Ann Pegoraro, the Lang chair in sport management at the University of Guelph, suggested DAZN is getting in at the right time, before the prices rise on women’s sports.

“There are a lot of signals pointing to the [return on investment] in women’s sports being near a tipping point,” she said during an interview with The Globe this week. She noted that a recent survey found viewership of women’s soccer could spike more than 300 per cent in the three regions surveyed – Britain, the United States and the European Union – if the sport were more easily accessible.

If those findings hold true, “this is a really good pivotal move by DAZN to get in now, because once that growth happens, the rights [costs] are going to go up, as well.”

She also noted that it may be an especially canny move to invest in women’s sports, which are experiencing a surge in interest, even as viewership of men’s sports has not kept up to the sharp increases in the price of the broadcast rights to those sports.

And Pegoraro said it could finally put to rest the skepticism among some that there is no significant audience for women’s sport. “You can’t really judge that [idea] until you actually make women’s sports accessible,” she said.

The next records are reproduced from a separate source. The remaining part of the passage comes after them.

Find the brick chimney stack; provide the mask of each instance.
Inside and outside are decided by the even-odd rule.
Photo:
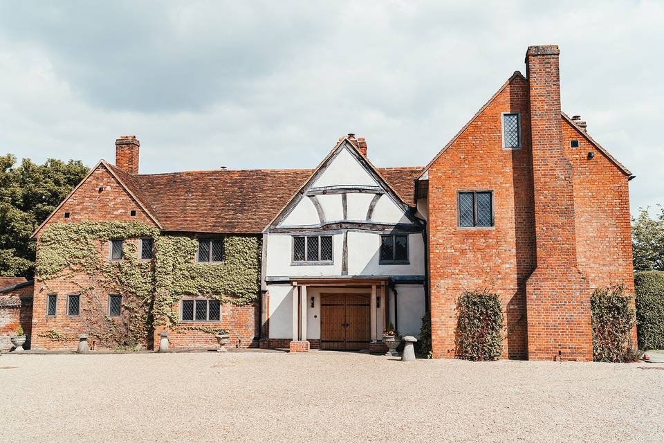
[[[122,136],[116,140],[116,166],[125,172],[138,174],[138,147],[136,136]]]
[[[364,137],[358,137],[358,150],[362,155],[367,156],[367,141]]]
[[[592,360],[590,287],[577,266],[572,166],[564,156],[557,46],[526,53],[537,268],[526,282],[528,359]]]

Events such as the 2019 FIFA Women’s World Cup are frequently cited as proof that audiences will tune in to women’s sports, especially soccer. That tournament attracted more than one billion viewers, more than one-quarter of whom tuned in to the final between the United States and the Netherlands. But the popularity of those one-off tournaments does not always translate to regular pro league competitions.

Still, she said that DAZN’s decision to put the games on YouTube may prove to be transformational.

“Making it available to the masses, I think, it would be a real game changer, in terms of what we see in interest in women’s sport.”